You, Too, Can Be T. S. Eliot’s Child, and Other News

“She said she was what now?”

 

  • Things would be easier if you were the descendant of a famous writer. Doors would open. Carpets would be laid at your feet. I know what you’re thinking: you’re not born of literary royalty, and nothing will ever change that. Except: did you ever consider lying about it? This is a more effective practice than you might expect. Take Alison Reynolds, for example. Until recently she was claiming to be T. S. Eliot’s twin daughters, at the same time—even though Eliot had no children. For her troubles, she was rewarded with a few cushy theatre gigs and a handsome tax break. And sure, she’s on her way to jail, but maybe it was worth it. Robert Mendick reports, “Alison Reynolds pretended to be both Claire and Chess Eliot, who she claimed were the twin daughters of the poet. In fact, Eliot never had any children. Reynolds, who is remanded in custody and facing a jail sentence, used wigs, stage make-up and a variety of costumes to portray herself as at least eleven different aliases over the course of a decade. Using the fake identities, she posed as a theatre producer and director and falsely claimed VAT credits in the name of bogus dramatic companies. In 2003, she moved to Burton-upon-Trent in Staffordshire … setting up The Journeyman Theatre Company and writing a play, Desperately Seeking Jake Roverton, to make her scam more compelling … The ruse was rumbled after theatre staff became suspicious that they had never seen Claire and Chess in the same room.”
  • Book clubs are a great way to foster friendships. If you’d prefer to make enemies, they’re good for that, too. Judith Newman has stories of readers’ flaring tempers: “Elizabeth St. Clair, a lawyer … had her Waterloo in a previous club over Cormac McCarthy’s All the Pretty Horses. The group consisted of several couples, including Ms. St. Clair and her boyfriend at the time. In one scene, she explains, “the main character is staying in a bunkhouse, and over the course of several nights a gorgeous strange woman comes to his bed and has sex with him. The men in the group thought this was the most romantic thing ever — dark, anonymous sex with no consequences. The women, on the other hand, were guffawing. When they pointed out that this was entirely a male fantasy, that few women would relish the prospect of anonymous sex with a possibly unattractive stranger in a bunk bed, the men felt insulted. ‘Tensions were already high and everything kind of escalated,’ Ms. St. Clair added. ‘People walked out.’ ”

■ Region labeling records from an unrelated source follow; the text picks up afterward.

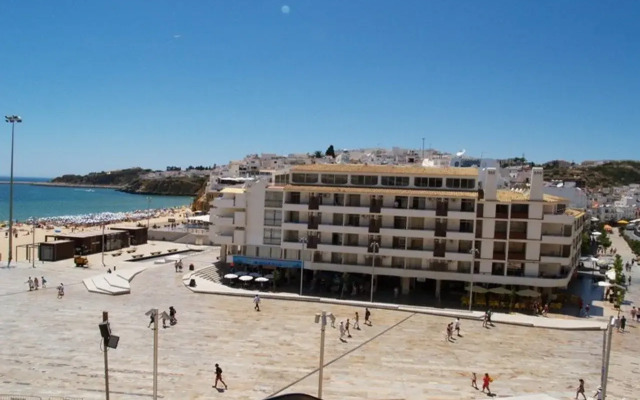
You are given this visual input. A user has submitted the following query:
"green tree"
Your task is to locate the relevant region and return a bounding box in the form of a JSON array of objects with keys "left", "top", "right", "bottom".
[
  {"left": 598, "top": 229, "right": 611, "bottom": 250},
  {"left": 324, "top": 145, "right": 336, "bottom": 158},
  {"left": 613, "top": 254, "right": 626, "bottom": 309},
  {"left": 580, "top": 232, "right": 591, "bottom": 255}
]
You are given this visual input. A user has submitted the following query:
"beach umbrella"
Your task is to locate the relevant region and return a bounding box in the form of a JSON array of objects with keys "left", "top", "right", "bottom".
[
  {"left": 489, "top": 286, "right": 511, "bottom": 294},
  {"left": 516, "top": 289, "right": 540, "bottom": 297},
  {"left": 465, "top": 285, "right": 489, "bottom": 293}
]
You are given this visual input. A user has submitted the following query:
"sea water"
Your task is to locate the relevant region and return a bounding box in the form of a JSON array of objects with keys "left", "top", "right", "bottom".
[{"left": 0, "top": 176, "right": 194, "bottom": 221}]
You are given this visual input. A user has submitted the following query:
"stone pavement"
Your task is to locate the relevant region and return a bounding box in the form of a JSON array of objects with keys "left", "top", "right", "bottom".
[{"left": 0, "top": 244, "right": 640, "bottom": 400}]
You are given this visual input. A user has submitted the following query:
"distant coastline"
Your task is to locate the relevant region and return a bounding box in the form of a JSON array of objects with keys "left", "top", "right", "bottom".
[{"left": 0, "top": 180, "right": 124, "bottom": 189}]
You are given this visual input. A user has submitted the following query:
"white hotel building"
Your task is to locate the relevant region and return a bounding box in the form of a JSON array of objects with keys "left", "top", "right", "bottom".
[{"left": 210, "top": 164, "right": 585, "bottom": 297}]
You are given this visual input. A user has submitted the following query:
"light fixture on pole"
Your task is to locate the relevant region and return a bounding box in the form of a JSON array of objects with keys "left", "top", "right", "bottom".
[
  {"left": 4, "top": 115, "right": 22, "bottom": 268},
  {"left": 316, "top": 311, "right": 336, "bottom": 399},
  {"left": 147, "top": 196, "right": 151, "bottom": 229},
  {"left": 469, "top": 248, "right": 480, "bottom": 311},
  {"left": 102, "top": 224, "right": 106, "bottom": 267},
  {"left": 369, "top": 240, "right": 380, "bottom": 303},
  {"left": 299, "top": 236, "right": 309, "bottom": 296}
]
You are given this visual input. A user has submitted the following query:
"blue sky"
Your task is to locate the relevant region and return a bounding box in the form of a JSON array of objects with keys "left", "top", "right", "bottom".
[{"left": 0, "top": 0, "right": 640, "bottom": 177}]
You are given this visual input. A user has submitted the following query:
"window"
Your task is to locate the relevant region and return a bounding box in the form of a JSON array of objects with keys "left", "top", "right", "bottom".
[
  {"left": 262, "top": 228, "right": 282, "bottom": 245},
  {"left": 413, "top": 177, "right": 442, "bottom": 188},
  {"left": 381, "top": 176, "right": 409, "bottom": 186},
  {"left": 291, "top": 174, "right": 318, "bottom": 183},
  {"left": 447, "top": 178, "right": 476, "bottom": 189},
  {"left": 264, "top": 210, "right": 282, "bottom": 226},
  {"left": 351, "top": 175, "right": 378, "bottom": 186},
  {"left": 320, "top": 174, "right": 347, "bottom": 185},
  {"left": 264, "top": 191, "right": 284, "bottom": 208}
]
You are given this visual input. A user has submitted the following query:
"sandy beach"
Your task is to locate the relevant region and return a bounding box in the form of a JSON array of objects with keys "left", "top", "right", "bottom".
[{"left": 0, "top": 206, "right": 191, "bottom": 263}]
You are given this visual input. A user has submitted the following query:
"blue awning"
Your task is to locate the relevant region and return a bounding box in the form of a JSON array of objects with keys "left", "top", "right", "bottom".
[{"left": 232, "top": 256, "right": 302, "bottom": 268}]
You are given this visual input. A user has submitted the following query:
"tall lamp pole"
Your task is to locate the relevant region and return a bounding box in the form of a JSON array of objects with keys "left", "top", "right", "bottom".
[
  {"left": 4, "top": 115, "right": 22, "bottom": 268},
  {"left": 469, "top": 247, "right": 480, "bottom": 311},
  {"left": 147, "top": 196, "right": 151, "bottom": 229},
  {"left": 300, "top": 236, "right": 308, "bottom": 296},
  {"left": 369, "top": 241, "right": 380, "bottom": 303}
]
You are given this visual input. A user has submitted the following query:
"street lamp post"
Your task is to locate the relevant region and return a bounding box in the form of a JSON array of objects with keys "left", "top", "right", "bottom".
[
  {"left": 147, "top": 196, "right": 151, "bottom": 229},
  {"left": 4, "top": 115, "right": 22, "bottom": 268},
  {"left": 316, "top": 311, "right": 336, "bottom": 399},
  {"left": 369, "top": 241, "right": 380, "bottom": 303},
  {"left": 299, "top": 236, "right": 308, "bottom": 296},
  {"left": 469, "top": 247, "right": 480, "bottom": 311}
]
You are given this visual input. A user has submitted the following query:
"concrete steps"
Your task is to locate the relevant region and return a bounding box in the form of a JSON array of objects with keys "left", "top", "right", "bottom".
[{"left": 82, "top": 266, "right": 147, "bottom": 296}]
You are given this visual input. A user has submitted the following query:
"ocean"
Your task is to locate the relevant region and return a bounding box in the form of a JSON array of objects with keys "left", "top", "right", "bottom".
[{"left": 0, "top": 176, "right": 193, "bottom": 221}]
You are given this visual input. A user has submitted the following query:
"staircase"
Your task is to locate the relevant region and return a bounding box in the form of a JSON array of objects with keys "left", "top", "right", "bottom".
[{"left": 192, "top": 265, "right": 222, "bottom": 283}]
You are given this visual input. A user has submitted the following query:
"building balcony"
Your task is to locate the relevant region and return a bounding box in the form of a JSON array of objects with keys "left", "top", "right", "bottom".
[
  {"left": 213, "top": 197, "right": 245, "bottom": 208},
  {"left": 282, "top": 222, "right": 307, "bottom": 231},
  {"left": 382, "top": 207, "right": 436, "bottom": 218},
  {"left": 319, "top": 204, "right": 369, "bottom": 215},
  {"left": 509, "top": 251, "right": 526, "bottom": 261},
  {"left": 211, "top": 233, "right": 233, "bottom": 245},
  {"left": 213, "top": 217, "right": 233, "bottom": 226},
  {"left": 282, "top": 203, "right": 309, "bottom": 212},
  {"left": 493, "top": 231, "right": 507, "bottom": 240},
  {"left": 540, "top": 254, "right": 571, "bottom": 265},
  {"left": 542, "top": 213, "right": 574, "bottom": 224},
  {"left": 447, "top": 210, "right": 476, "bottom": 219},
  {"left": 542, "top": 234, "right": 573, "bottom": 245},
  {"left": 509, "top": 232, "right": 527, "bottom": 240},
  {"left": 447, "top": 231, "right": 476, "bottom": 240}
]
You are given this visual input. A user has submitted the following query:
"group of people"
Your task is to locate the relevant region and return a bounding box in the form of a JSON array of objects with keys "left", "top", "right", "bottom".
[
  {"left": 147, "top": 306, "right": 178, "bottom": 329},
  {"left": 25, "top": 276, "right": 47, "bottom": 291},
  {"left": 338, "top": 308, "right": 371, "bottom": 343},
  {"left": 471, "top": 372, "right": 493, "bottom": 395},
  {"left": 444, "top": 318, "right": 462, "bottom": 342}
]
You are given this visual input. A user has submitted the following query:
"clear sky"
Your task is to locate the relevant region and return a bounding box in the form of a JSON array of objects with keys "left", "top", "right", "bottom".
[{"left": 0, "top": 0, "right": 640, "bottom": 177}]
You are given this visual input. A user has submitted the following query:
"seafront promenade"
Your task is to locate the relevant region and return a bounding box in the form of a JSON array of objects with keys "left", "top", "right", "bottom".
[{"left": 0, "top": 234, "right": 640, "bottom": 400}]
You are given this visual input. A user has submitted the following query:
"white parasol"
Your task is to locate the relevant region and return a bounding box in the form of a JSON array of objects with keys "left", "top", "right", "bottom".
[{"left": 516, "top": 289, "right": 540, "bottom": 297}]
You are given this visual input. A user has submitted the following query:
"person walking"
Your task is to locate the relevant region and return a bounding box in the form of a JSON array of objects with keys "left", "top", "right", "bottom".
[
  {"left": 576, "top": 378, "right": 587, "bottom": 400},
  {"left": 482, "top": 373, "right": 493, "bottom": 395},
  {"left": 213, "top": 364, "right": 227, "bottom": 390}
]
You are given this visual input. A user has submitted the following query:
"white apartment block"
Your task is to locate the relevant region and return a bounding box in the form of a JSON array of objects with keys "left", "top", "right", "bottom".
[{"left": 210, "top": 164, "right": 585, "bottom": 297}]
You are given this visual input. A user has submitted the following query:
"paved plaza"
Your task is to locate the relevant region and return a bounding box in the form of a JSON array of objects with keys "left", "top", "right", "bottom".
[{"left": 0, "top": 237, "right": 640, "bottom": 400}]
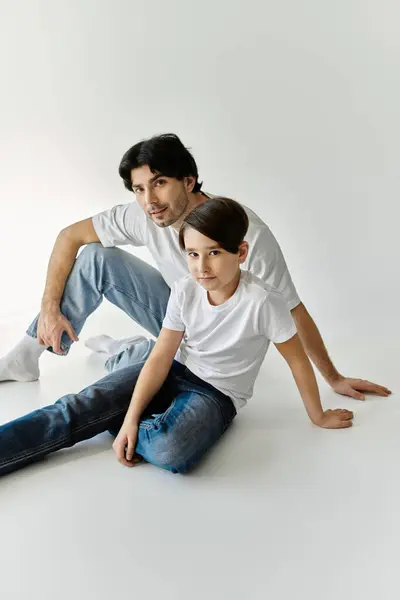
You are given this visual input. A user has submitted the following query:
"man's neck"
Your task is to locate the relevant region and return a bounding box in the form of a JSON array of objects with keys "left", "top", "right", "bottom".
[{"left": 171, "top": 192, "right": 208, "bottom": 232}]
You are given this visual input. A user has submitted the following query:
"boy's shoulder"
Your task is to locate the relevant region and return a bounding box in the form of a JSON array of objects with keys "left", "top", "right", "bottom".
[{"left": 172, "top": 274, "right": 200, "bottom": 294}]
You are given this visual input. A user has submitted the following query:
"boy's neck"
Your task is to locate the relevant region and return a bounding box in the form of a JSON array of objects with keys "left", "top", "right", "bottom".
[{"left": 207, "top": 269, "right": 242, "bottom": 306}]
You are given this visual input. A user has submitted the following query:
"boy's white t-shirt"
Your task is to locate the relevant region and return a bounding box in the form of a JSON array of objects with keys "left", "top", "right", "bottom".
[
  {"left": 163, "top": 271, "right": 296, "bottom": 410},
  {"left": 93, "top": 194, "right": 300, "bottom": 310}
]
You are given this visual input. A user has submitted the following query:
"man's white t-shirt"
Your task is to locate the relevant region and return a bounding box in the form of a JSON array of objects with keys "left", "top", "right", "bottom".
[
  {"left": 163, "top": 271, "right": 296, "bottom": 410},
  {"left": 93, "top": 194, "right": 300, "bottom": 310}
]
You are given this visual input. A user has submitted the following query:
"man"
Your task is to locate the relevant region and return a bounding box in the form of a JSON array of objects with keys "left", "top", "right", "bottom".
[{"left": 0, "top": 134, "right": 391, "bottom": 400}]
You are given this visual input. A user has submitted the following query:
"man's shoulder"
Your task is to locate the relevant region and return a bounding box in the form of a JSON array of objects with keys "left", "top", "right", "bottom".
[{"left": 243, "top": 271, "right": 283, "bottom": 302}]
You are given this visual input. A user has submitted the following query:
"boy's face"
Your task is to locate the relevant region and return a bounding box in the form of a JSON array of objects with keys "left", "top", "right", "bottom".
[
  {"left": 131, "top": 165, "right": 195, "bottom": 227},
  {"left": 185, "top": 227, "right": 248, "bottom": 292}
]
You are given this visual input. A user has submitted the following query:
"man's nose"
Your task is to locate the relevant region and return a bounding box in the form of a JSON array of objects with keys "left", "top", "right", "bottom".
[{"left": 144, "top": 189, "right": 157, "bottom": 209}]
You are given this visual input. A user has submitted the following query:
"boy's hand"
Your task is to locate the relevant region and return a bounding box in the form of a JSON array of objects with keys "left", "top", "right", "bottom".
[
  {"left": 113, "top": 422, "right": 141, "bottom": 467},
  {"left": 314, "top": 408, "right": 354, "bottom": 429}
]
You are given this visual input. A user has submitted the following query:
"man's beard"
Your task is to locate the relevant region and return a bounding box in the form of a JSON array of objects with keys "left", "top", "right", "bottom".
[{"left": 149, "top": 194, "right": 189, "bottom": 229}]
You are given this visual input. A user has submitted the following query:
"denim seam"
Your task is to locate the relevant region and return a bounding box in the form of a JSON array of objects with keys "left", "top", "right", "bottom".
[
  {"left": 103, "top": 281, "right": 166, "bottom": 321},
  {"left": 0, "top": 409, "right": 126, "bottom": 469}
]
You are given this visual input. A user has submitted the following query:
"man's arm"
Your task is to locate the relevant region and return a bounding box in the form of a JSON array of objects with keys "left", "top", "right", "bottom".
[
  {"left": 42, "top": 218, "right": 100, "bottom": 308},
  {"left": 275, "top": 334, "right": 353, "bottom": 429},
  {"left": 291, "top": 303, "right": 391, "bottom": 400},
  {"left": 38, "top": 218, "right": 100, "bottom": 353}
]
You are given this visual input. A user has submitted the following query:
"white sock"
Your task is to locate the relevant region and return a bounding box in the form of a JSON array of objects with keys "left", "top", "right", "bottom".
[
  {"left": 85, "top": 335, "right": 146, "bottom": 356},
  {"left": 0, "top": 335, "right": 46, "bottom": 381}
]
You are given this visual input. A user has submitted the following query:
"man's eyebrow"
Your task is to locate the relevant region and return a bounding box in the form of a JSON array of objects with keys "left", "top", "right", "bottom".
[{"left": 132, "top": 173, "right": 164, "bottom": 188}]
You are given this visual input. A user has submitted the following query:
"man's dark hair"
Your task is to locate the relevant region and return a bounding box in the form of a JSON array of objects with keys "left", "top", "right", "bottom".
[
  {"left": 179, "top": 196, "right": 249, "bottom": 254},
  {"left": 119, "top": 133, "right": 202, "bottom": 192}
]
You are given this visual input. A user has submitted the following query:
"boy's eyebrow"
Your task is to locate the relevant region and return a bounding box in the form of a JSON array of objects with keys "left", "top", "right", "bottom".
[{"left": 185, "top": 246, "right": 221, "bottom": 252}]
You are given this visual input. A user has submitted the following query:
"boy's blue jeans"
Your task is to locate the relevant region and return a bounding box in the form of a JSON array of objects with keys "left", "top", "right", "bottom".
[{"left": 0, "top": 244, "right": 236, "bottom": 475}]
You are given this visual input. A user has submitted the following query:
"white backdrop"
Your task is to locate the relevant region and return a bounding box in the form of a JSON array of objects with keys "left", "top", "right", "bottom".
[{"left": 0, "top": 0, "right": 400, "bottom": 340}]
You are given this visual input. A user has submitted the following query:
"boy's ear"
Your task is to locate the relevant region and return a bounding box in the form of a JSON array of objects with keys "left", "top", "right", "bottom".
[
  {"left": 185, "top": 175, "right": 196, "bottom": 192},
  {"left": 239, "top": 242, "right": 249, "bottom": 265}
]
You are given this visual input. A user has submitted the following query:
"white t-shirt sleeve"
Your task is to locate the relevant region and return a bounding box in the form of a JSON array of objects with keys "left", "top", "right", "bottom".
[
  {"left": 92, "top": 202, "right": 147, "bottom": 248},
  {"left": 163, "top": 282, "right": 186, "bottom": 331},
  {"left": 260, "top": 290, "right": 297, "bottom": 344},
  {"left": 244, "top": 215, "right": 301, "bottom": 310}
]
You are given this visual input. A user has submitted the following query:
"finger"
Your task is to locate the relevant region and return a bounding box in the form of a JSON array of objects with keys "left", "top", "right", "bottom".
[
  {"left": 50, "top": 329, "right": 64, "bottom": 354},
  {"left": 329, "top": 419, "right": 353, "bottom": 429},
  {"left": 338, "top": 421, "right": 353, "bottom": 429},
  {"left": 125, "top": 438, "right": 135, "bottom": 461},
  {"left": 347, "top": 388, "right": 365, "bottom": 400},
  {"left": 114, "top": 440, "right": 132, "bottom": 467},
  {"left": 65, "top": 324, "right": 79, "bottom": 342},
  {"left": 354, "top": 379, "right": 392, "bottom": 396},
  {"left": 335, "top": 408, "right": 354, "bottom": 419},
  {"left": 37, "top": 335, "right": 46, "bottom": 346}
]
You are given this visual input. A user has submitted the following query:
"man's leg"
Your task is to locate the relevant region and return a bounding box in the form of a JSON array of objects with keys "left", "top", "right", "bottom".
[
  {"left": 0, "top": 244, "right": 170, "bottom": 381},
  {"left": 0, "top": 362, "right": 148, "bottom": 475}
]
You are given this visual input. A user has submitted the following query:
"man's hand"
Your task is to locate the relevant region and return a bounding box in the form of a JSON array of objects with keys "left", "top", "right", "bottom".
[
  {"left": 331, "top": 376, "right": 392, "bottom": 400},
  {"left": 113, "top": 421, "right": 141, "bottom": 467},
  {"left": 313, "top": 408, "right": 354, "bottom": 429},
  {"left": 37, "top": 308, "right": 79, "bottom": 354}
]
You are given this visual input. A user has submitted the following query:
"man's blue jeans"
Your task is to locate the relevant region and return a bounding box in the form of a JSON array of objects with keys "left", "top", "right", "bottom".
[{"left": 0, "top": 244, "right": 236, "bottom": 475}]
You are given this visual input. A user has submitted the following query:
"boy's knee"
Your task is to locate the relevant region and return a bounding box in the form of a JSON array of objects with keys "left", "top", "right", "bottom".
[{"left": 151, "top": 440, "right": 192, "bottom": 474}]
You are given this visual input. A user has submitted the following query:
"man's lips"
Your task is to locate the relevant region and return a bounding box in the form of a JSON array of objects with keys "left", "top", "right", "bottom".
[{"left": 150, "top": 206, "right": 167, "bottom": 215}]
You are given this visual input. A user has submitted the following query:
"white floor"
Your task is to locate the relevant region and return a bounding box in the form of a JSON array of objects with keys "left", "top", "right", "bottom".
[{"left": 0, "top": 307, "right": 400, "bottom": 600}]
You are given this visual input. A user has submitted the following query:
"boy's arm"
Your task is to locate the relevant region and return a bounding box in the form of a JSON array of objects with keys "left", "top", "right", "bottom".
[
  {"left": 125, "top": 327, "right": 184, "bottom": 425},
  {"left": 275, "top": 334, "right": 353, "bottom": 429}
]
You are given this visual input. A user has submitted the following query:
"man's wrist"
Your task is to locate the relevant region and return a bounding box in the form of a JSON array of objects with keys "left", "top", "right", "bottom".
[
  {"left": 325, "top": 371, "right": 344, "bottom": 387},
  {"left": 41, "top": 298, "right": 60, "bottom": 312}
]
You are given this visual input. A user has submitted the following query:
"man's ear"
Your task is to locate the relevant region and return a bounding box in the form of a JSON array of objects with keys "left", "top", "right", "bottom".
[
  {"left": 184, "top": 175, "right": 196, "bottom": 192},
  {"left": 239, "top": 242, "right": 249, "bottom": 265}
]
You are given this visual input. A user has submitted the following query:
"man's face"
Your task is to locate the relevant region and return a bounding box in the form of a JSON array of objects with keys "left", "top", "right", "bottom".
[{"left": 131, "top": 165, "right": 194, "bottom": 227}]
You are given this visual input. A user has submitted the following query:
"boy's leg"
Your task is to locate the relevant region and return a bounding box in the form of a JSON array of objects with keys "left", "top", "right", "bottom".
[
  {"left": 135, "top": 363, "right": 236, "bottom": 473},
  {"left": 0, "top": 362, "right": 236, "bottom": 476}
]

  • Floods: bad for life, good for art. Peter Coates writes of the wellspring of music and writing that came from the 1927 Mississippi flood: “Since the resonance within American culture of the river known as ‘Father of Waters,’ ‘Ol’ Man River,’ and ‘Big Muddy’ matches its ecological and economic significance, it comes as no surprise that the cultural fallout from the shock of 1927 was also enormous—the only comparable phenomenon is the musical inspiration provided by the boll weevil cotton pest, as recounted in James Giesen’s Boll Weevil Blues … even before the waters subsided, Bessie Smith had released ‘Back-Water Blues,’ followed by ‘Muddy Water (A Mississippi Moan),’ and the country singer Vernon Dalhart had recorded ‘The Mississippi Flood.’ Daniel also listed Sippie Wallace’s ‘The Flood Blues,’ Ernest Stoneman’s ‘Mighty Mississippi’ and ‘Blind Lemon’ Jefferson’s ‘Rising High Water Blues’ as notable flood songs … The catastrophe was also crucial in launching the literary careers of William Faulkner (twenty-nine in 1927) and another novelist, Richard Wright (who was just eighteen, and joined the Great Migration northwards in 1927), as well as a major event for already prominent African American writers and public figures such as W. E. B. Du Bois, Walter White (soon to become executive secretary of the National Association for the Advancement of Colored People) and Ida B. Wells-Barnett (notable critic of discriminatory and authoritarian Red Cross relief practices).”
  • Until recently, Osama Alomar, a Syrian immigrant, was driving a cab to finance his fiction writing. Now, after six years, he’s been able to give that up. Here’s Mythili G. Rao on Alomar’s new book, The Teeth of the Comb: “These are very short stories—they might be called flash fiction in the U.S., but in the Middle East they are known as al-qissa al-qasira jiddan. There, the genre has a rich, ancient history, and, in recent decades, repression and unrest have brought the style back into fashion. Very short stories can be published and circulated quickly; their political critique is often sharp but also oblique enough to evade censorship. [Alomar’s translator C. J.] Collins told me that there’s a ‘kind of Arabic literature that wins international prizes and gets translated quickly into English but that doesn’t reflect the popular literature.’ By contrast, he said, ‘Osama’s work comes from the popular tradition. Even though his stuff gets billed as experimental over here, it was designed to have a popular appeal in the Arab world.’ ”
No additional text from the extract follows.